喫食率の低迷が続く、横浜市立中学校の希望者向け配達弁当「ハマ弁」。事業者と結んだ協定の期限が2021年3月末に迫る中、市や市教育委員会の判断に注目が集まっている。6日に開かれた市会第3回定例会本会議で、4氏が一般質問で取り上げ、ハマ弁を基本とする「横浜型給食」や、校内に調理室を設けた「自校方式」での給食実現を求めた。これに対し、林文子市長は年度内には21年度以降の方向性を決める考えを示すにとどめた。
「目標とする喫食率20%に本年度、到達するかどうかが、ハマ弁を継続するか否かの判断基準とならなければならない」。一般質問でそう指摘したのは、荻原隆宏氏(立憲・国民フォーラム)。「一体、どのような場合、継続しないと判断するのか」と市長に迫った。

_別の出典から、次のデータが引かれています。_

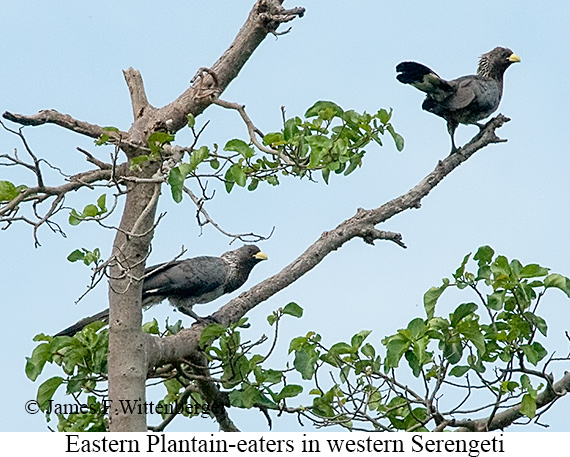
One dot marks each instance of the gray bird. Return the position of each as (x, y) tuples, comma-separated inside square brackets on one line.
[(186, 283), (464, 100)]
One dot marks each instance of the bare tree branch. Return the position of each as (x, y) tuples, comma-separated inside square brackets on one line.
[(362, 225)]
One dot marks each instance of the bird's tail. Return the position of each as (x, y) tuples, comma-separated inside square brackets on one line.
[(70, 331), (423, 78)]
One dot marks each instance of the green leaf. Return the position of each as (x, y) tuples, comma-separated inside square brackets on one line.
[(384, 116), (176, 181), (239, 146), (9, 191), (304, 362), (341, 348), (368, 350), (528, 406), (293, 309), (417, 328), (76, 255), (431, 297), (191, 120), (46, 391), (74, 218), (325, 110), (533, 271), (534, 352), (101, 202), (558, 281), (484, 255), (357, 339), (135, 161), (398, 139), (151, 327), (396, 345), (211, 331), (289, 391), (90, 211), (157, 140), (291, 128), (495, 300), (459, 370), (463, 310)]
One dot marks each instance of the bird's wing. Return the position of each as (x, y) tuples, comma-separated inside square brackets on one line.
[(425, 79), (189, 278), (467, 89), (70, 331)]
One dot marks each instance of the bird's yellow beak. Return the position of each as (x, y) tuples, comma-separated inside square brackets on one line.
[(514, 58), (260, 256)]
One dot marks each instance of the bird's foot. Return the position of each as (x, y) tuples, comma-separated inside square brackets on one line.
[(207, 320)]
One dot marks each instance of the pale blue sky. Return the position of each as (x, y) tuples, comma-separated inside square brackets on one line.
[(68, 55)]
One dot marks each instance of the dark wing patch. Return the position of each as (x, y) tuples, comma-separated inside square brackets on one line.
[(188, 278)]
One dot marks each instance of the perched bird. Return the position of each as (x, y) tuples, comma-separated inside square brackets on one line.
[(464, 100), (186, 283)]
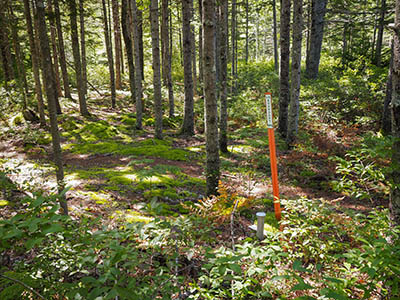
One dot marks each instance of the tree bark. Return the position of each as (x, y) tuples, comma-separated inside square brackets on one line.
[(276, 57), (284, 87), (53, 37), (83, 45), (294, 106), (247, 31), (5, 46), (233, 45), (386, 122), (51, 93), (166, 57), (201, 73), (110, 58), (381, 26), (77, 58), (211, 118), (188, 118), (394, 204), (35, 63), (316, 36), (155, 45), (223, 125), (61, 50), (117, 43), (138, 68), (21, 73), (127, 35), (140, 31)]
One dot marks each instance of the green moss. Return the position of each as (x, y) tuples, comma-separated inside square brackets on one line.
[(161, 151), (131, 216), (127, 120), (123, 180)]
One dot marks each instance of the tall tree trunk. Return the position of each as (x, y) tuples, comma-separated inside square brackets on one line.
[(284, 87), (117, 43), (35, 63), (233, 46), (316, 36), (223, 125), (344, 46), (188, 118), (381, 26), (166, 57), (211, 118), (155, 45), (77, 58), (247, 32), (138, 68), (22, 83), (51, 92), (276, 57), (141, 52), (194, 64), (83, 45), (201, 73), (294, 107), (61, 50), (5, 45), (394, 203), (386, 121), (127, 35), (110, 59), (53, 37)]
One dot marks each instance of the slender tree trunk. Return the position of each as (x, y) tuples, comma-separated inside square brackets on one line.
[(381, 26), (276, 57), (284, 88), (247, 32), (294, 107), (211, 118), (166, 57), (201, 73), (61, 50), (316, 36), (223, 125), (53, 37), (138, 68), (155, 45), (117, 43), (386, 122), (77, 58), (21, 79), (107, 37), (35, 63), (83, 45), (5, 46), (194, 63), (233, 45), (188, 118), (127, 35), (394, 204), (51, 92), (344, 47), (140, 28)]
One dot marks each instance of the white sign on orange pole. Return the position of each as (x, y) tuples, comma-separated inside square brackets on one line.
[(272, 152)]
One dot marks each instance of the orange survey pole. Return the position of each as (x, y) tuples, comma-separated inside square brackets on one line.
[(272, 153)]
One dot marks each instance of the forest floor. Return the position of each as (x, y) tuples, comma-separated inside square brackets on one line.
[(116, 171)]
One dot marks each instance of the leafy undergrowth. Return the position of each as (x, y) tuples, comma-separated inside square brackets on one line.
[(141, 228)]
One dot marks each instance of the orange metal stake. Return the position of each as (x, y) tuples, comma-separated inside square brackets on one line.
[(272, 152)]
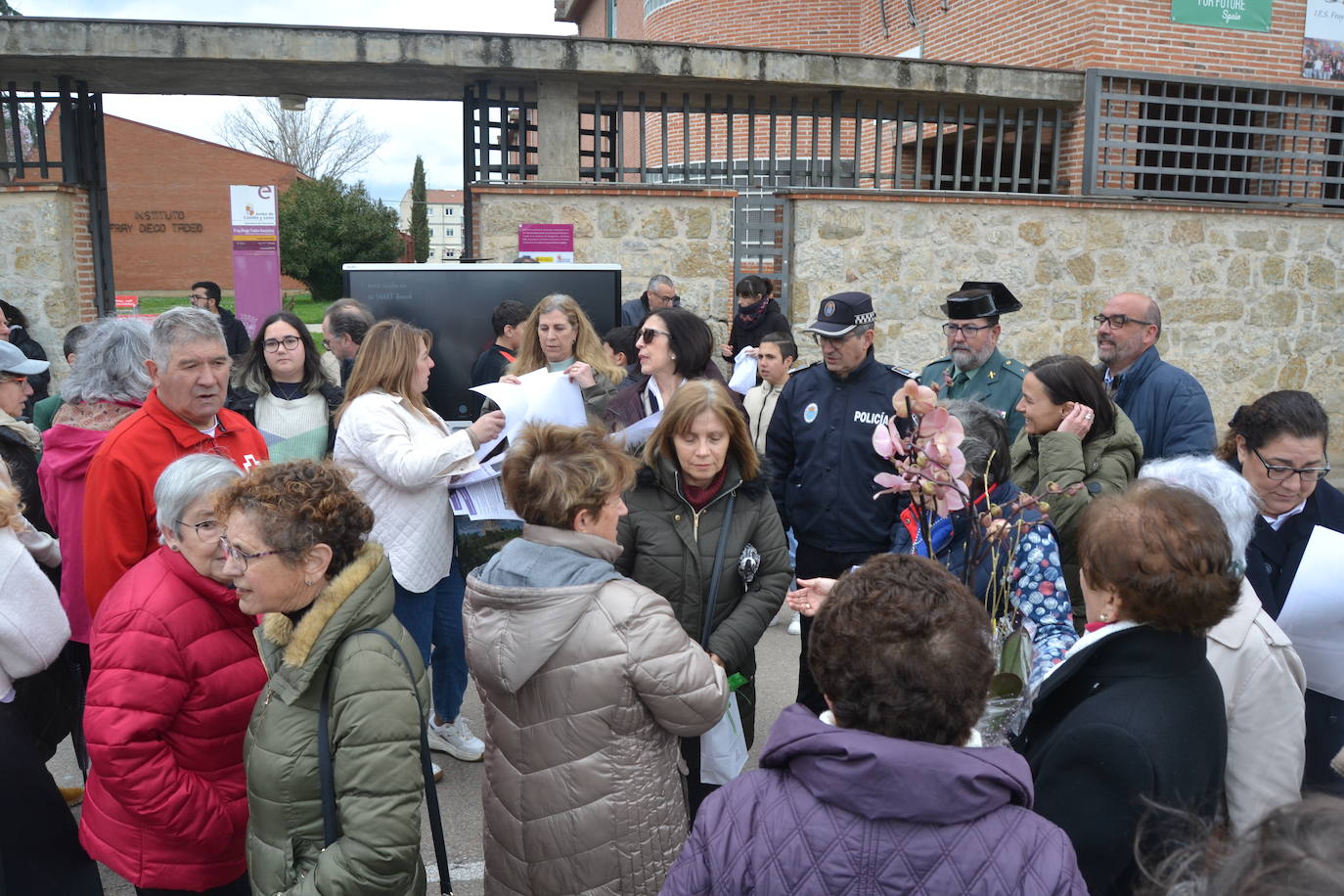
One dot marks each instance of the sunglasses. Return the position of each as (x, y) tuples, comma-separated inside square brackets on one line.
[(648, 335)]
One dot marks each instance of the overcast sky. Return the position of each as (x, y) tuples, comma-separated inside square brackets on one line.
[(431, 130)]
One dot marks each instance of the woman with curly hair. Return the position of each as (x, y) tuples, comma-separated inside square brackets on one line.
[(1135, 712), (297, 551), (560, 337), (281, 389), (586, 679)]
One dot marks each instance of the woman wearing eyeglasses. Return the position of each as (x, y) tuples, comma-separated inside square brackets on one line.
[(1278, 443), (281, 391), (1075, 438), (175, 677), (297, 550), (674, 345)]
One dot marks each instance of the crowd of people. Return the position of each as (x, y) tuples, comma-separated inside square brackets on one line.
[(230, 578)]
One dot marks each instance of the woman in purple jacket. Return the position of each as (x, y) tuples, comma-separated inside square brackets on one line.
[(886, 788)]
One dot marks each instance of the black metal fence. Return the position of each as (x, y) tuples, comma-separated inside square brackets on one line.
[(1176, 137), (75, 157)]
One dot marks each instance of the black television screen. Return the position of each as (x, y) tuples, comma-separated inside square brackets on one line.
[(455, 302)]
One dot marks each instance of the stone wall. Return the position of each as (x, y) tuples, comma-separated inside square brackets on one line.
[(46, 262), (683, 233), (1251, 299)]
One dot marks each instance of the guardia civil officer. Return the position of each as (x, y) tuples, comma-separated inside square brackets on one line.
[(974, 368), (820, 445)]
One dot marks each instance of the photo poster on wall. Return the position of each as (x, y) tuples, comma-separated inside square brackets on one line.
[(1246, 15), (1322, 40)]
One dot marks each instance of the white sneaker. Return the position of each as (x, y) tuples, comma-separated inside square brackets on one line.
[(456, 739)]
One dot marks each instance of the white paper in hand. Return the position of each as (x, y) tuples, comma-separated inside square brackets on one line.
[(539, 396), (743, 371), (1314, 612)]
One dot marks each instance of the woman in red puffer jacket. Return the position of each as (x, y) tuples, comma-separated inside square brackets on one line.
[(175, 677)]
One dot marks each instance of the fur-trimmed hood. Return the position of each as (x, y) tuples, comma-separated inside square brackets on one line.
[(359, 597)]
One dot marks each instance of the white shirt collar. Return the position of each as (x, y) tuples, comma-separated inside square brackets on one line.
[(1275, 521)]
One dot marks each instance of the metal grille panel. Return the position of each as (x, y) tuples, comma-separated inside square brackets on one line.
[(1172, 137)]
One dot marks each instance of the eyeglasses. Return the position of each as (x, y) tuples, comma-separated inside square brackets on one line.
[(969, 331), (648, 335), (1283, 473), (240, 558), (1117, 321), (272, 345), (207, 529)]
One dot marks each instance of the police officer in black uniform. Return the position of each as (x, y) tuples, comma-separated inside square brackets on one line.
[(820, 445)]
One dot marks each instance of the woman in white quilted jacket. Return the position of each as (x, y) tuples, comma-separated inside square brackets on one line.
[(402, 456)]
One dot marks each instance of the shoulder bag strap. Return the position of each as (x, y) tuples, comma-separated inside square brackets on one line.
[(711, 600), (328, 781)]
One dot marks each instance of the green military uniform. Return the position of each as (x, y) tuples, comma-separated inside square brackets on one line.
[(996, 383)]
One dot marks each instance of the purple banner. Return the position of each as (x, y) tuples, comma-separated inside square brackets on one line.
[(255, 233)]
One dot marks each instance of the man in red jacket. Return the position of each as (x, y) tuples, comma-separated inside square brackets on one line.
[(183, 416)]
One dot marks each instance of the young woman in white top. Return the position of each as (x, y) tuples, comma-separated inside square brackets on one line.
[(402, 456), (283, 391)]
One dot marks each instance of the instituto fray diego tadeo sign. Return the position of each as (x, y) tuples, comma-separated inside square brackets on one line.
[(1247, 15)]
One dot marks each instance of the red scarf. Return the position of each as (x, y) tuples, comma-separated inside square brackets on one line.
[(697, 499)]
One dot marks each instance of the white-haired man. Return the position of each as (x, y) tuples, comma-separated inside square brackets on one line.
[(183, 414)]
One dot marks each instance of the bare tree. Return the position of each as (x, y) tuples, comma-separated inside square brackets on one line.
[(322, 141)]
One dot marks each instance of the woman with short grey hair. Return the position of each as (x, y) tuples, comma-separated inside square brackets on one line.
[(175, 677), (108, 383), (1262, 677)]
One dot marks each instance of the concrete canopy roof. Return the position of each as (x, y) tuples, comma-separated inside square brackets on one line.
[(377, 64)]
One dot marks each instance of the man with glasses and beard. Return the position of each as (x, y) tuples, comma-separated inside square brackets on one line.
[(1167, 406), (974, 370), (820, 446)]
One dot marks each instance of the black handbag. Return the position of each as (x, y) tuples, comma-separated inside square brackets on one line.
[(50, 702), (328, 780)]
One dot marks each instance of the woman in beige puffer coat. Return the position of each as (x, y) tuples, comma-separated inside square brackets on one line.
[(586, 680)]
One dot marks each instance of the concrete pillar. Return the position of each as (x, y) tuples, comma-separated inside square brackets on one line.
[(558, 130)]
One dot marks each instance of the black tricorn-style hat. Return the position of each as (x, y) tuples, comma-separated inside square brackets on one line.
[(980, 298)]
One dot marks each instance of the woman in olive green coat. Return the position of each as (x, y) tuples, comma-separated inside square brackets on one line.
[(297, 554), (1073, 435), (697, 463)]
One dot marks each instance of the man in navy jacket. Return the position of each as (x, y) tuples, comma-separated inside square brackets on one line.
[(820, 448), (1167, 406)]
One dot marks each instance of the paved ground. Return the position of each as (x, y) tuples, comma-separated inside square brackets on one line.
[(460, 791)]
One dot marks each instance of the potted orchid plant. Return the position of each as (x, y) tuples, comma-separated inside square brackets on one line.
[(929, 468)]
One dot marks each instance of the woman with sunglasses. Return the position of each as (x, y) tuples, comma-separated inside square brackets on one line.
[(674, 345), (1278, 445), (175, 677), (281, 391)]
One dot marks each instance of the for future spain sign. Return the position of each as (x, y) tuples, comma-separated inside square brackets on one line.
[(1247, 15)]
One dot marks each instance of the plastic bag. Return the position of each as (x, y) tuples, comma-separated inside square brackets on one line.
[(743, 371), (723, 748)]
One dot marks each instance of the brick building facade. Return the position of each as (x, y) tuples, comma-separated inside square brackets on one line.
[(168, 204)]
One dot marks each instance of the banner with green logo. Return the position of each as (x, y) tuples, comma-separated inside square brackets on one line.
[(1247, 15)]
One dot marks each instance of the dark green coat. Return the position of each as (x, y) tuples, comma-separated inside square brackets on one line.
[(376, 755), (998, 384), (1107, 464), (668, 548)]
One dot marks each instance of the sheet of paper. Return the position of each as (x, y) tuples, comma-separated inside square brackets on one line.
[(637, 432), (539, 396), (743, 371), (481, 501), (1314, 612)]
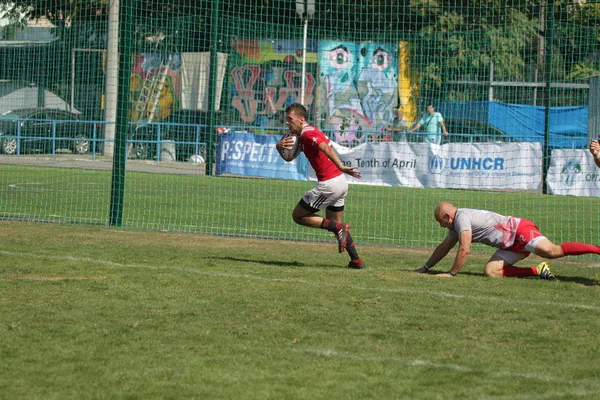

市長は「8月の喫食率は5・6%。中には40%近い学校もあった」と強調。ただ8月は夏休み明けの5日間のみ。5%強が過去最高水準とはいえ、目標値には程遠い。市長は「選択制の充実に向け、年度内をめどに21年度以降の方向性を決める」と述べるだけで、継続か否かの基準には明確に答えなかった。
生徒や保護者からは「周りが頼まないから、利用しにくい」との声が上がる。木内秀一氏(公明党)はこうした実情を踏まえ、同党が昨年度に打ち出した、ハマ弁を学校給食法の「給食」と位置付ける「横浜型給食」を実現すべきと主張した。
同党の考えに、鯉渕信也教育長は3月の市会予算特別委員会で「学校給食法に基づくハマ弁のような仕組みを検討する」と答弁、一定の理解を示していた。
三輪智恵美氏(共産党)はこの答弁を取り上げ、「中学校給食に一貫して背を向けてきたこれまでの経緯からすれば、注目すべき動き」と評価。ただ「ハマ弁の給食化は市民が求めているものではない」とし、あくまで自校方式を求めた。梶尾明氏(立・国)も「早期に、学校給食法に基づく給食を実施すべき」と訴えた。
これに対し、市長は▽ハマ弁は他都市のデリバリー給食と比べても遜色ない▽小学校で提供されるような給食は、コストやスペースの面から困難▽ハマ弁を給食と位置付けるには供給体制などに課題-と従来の見解を繰り返し、議論は平行線をたどった。
市教委は今後、生徒や保護者らが対象のアンケートや有識者を含む懇談会での意見を参考に、方向性を決めるとしている。